06

STL, Layout, and C++20/23 Containers

Why `boost::container::flat_map` is 2.5× faster than `std::unordered_map` and 35× faster than `std::map` on a real iterate workload, where the gap comes from, and the silent-overhead choices that betray "obvious" container picks.

⏱ 15 minutesSection 6

Learning objectives

By the end of this section you can:

  • Predict the cache behaviour of std::vector, std::deque, std::list, std::map, and std::unordered_map on a hot iterate-and-sum loop, and explain why the prediction holds.
  • Pick between std::map, std::unordered_map, boost::container::flat_map (today; C++23 std::flat_map once compilers ship it), and a sorted std::vector of pairs based on insert pattern, lookup pattern, and N.
  • Identify “silent overhead” — std::function, std::shared_ptr refcounts, std::any, virtual dispatch on a hot path — and decide whether each is worth what it costs you.
  • Use std::span (C++20) and std::mdspan (C++23) to pass views without sharing ownership and without copying.
  • Measure cache effects in a container with perf stat and decide whether the layout you have is the layout you need.

Diagram

Diagram 06-stl-layout-flat-vs-node hasn't been drawn yet. See diagrams/README.md for the conventions.

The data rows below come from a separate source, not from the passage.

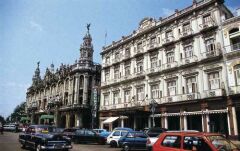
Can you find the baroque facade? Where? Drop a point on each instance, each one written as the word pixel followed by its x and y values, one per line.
pixel 177 62
pixel 67 97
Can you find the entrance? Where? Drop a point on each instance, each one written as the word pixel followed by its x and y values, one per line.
pixel 194 122
pixel 218 123
pixel 173 123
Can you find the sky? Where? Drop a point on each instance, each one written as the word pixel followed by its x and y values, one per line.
pixel 51 31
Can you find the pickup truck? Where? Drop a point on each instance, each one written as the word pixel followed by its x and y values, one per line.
pixel 44 137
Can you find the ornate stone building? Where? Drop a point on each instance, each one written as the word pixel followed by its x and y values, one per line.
pixel 68 96
pixel 178 63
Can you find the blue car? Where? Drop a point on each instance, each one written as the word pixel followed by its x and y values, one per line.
pixel 133 140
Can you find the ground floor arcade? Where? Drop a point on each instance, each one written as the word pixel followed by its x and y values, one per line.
pixel 216 115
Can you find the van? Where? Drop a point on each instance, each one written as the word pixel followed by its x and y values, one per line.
pixel 118 132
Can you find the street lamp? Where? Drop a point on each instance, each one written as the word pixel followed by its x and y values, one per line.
pixel 152 106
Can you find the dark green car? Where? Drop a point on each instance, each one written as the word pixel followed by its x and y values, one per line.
pixel 44 137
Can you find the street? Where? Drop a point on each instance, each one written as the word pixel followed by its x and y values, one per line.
pixel 9 142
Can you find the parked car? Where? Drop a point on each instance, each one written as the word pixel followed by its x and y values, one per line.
pixel 118 132
pixel 133 140
pixel 88 136
pixel 194 141
pixel 41 137
pixel 11 127
pixel 153 134
pixel 100 130
pixel 152 140
pixel 69 132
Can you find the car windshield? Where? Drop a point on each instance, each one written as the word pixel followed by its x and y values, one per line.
pixel 221 143
pixel 44 129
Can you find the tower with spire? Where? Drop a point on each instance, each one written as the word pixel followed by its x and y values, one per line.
pixel 36 77
pixel 86 48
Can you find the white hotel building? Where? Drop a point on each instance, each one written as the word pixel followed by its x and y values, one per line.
pixel 182 63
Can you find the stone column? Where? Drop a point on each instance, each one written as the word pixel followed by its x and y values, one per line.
pixel 235 126
pixel 76 89
pixel 67 120
pixel 32 118
pixel 135 122
pixel 149 121
pixel 122 122
pixel 85 89
pixel 185 122
pixel 78 120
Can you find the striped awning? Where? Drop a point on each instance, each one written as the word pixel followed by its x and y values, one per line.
pixel 192 113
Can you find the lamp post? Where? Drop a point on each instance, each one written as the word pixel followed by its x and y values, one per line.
pixel 152 107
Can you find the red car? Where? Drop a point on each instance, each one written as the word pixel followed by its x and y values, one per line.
pixel 193 141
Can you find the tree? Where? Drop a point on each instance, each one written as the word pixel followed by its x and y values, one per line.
pixel 2 120
pixel 18 112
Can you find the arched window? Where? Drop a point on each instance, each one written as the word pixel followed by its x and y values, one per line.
pixel 237 74
pixel 233 30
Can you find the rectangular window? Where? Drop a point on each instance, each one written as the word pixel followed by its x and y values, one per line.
pixel 207 19
pixel 116 72
pixel 106 99
pixel 127 68
pixel 186 27
pixel 139 66
pixel 107 59
pixel 127 96
pixel 191 85
pixel 115 97
pixel 169 34
pixel 154 61
pixel 237 74
pixel 140 94
pixel 214 80
pixel 188 51
pixel 170 57
pixel 210 45
pixel 171 88
pixel 152 41
pixel 107 75
pixel 127 53
pixel 155 91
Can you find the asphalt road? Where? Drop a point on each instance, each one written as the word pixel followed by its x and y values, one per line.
pixel 9 142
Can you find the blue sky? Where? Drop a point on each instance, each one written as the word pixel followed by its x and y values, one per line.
pixel 51 31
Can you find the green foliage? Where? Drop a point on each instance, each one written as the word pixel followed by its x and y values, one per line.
pixel 18 112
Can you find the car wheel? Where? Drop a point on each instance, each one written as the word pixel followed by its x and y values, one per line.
pixel 38 148
pixel 126 147
pixel 113 144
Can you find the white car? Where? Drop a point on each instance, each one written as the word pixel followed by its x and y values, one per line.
pixel 113 138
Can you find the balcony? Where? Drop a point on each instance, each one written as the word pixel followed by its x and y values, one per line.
pixel 168 40
pixel 154 70
pixel 233 49
pixel 168 66
pixel 189 60
pixel 187 33
pixel 116 60
pixel 126 56
pixel 190 96
pixel 213 93
pixel 209 25
pixel 152 46
pixel 138 74
pixel 234 90
pixel 139 51
pixel 211 53
pixel 106 64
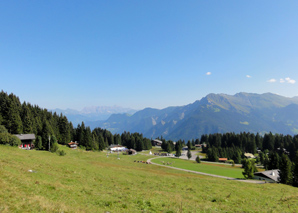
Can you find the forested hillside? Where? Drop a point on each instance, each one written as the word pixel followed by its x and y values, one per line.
pixel 24 118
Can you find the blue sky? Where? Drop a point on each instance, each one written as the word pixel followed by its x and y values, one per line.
pixel 137 54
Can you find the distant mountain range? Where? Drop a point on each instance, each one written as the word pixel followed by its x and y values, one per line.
pixel 91 114
pixel 215 113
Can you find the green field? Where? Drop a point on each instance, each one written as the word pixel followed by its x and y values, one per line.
pixel 215 169
pixel 92 182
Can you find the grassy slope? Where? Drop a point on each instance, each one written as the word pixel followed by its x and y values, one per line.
pixel 91 182
pixel 216 169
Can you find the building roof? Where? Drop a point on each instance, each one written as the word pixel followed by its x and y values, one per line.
pixel 271 174
pixel 249 155
pixel 222 159
pixel 26 136
pixel 72 143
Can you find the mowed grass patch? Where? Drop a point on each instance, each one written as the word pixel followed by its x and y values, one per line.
pixel 91 182
pixel 215 169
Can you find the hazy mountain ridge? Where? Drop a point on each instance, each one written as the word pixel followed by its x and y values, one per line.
pixel 91 114
pixel 221 113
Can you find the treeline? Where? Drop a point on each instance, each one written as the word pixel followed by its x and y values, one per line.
pixel 226 145
pixel 275 151
pixel 24 118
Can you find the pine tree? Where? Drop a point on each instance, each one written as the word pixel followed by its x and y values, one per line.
pixel 295 170
pixel 285 172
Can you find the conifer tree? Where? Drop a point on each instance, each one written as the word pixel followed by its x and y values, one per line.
pixel 285 172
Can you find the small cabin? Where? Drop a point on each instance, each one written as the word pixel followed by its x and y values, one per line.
pixel 116 148
pixel 270 176
pixel 222 159
pixel 131 152
pixel 156 142
pixel 26 141
pixel 73 145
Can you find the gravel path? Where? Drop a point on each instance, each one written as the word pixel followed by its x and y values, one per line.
pixel 202 173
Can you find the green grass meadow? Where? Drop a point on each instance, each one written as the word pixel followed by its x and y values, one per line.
pixel 92 182
pixel 216 169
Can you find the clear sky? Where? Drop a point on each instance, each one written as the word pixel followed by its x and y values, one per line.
pixel 137 54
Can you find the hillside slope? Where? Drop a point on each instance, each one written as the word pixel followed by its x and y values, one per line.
pixel 90 182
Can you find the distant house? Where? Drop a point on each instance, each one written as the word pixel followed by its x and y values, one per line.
pixel 73 145
pixel 249 155
pixel 27 140
pixel 131 152
pixel 222 159
pixel 270 176
pixel 185 148
pixel 156 142
pixel 115 148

Memory layout: contiguous vector vs node-based containers. Download .excalidraw

The 2.5× hidden in your container choice

On the same N=262144 workload, with the same payload struct, on the same kernel — demo-02 measures these iterate-and-sum median times:

Container Median iterate time Relative
boost::container::flat_map<K,V> 911 µs 1.0× (baseline)
std::vector<pair<K,V>> + linear scan ~920 µs 1.0×
std::unordered_map<K,V> 2,309 µs 2.5× slower
std::map<K,V> ~32 ms ~35× slower

The first two are contiguous. The third is a hash table with nodes scattered across the heap. The fourth is a red-black tree with both scattered nodes and a branch-heavy traversal.

The 2.5× gap between flat_map and unordered_map isn’t about algorithmic complexity. All four containers do roughly N work to iterate. The gap is about how many cache lines the CPU has to fetch to do that work.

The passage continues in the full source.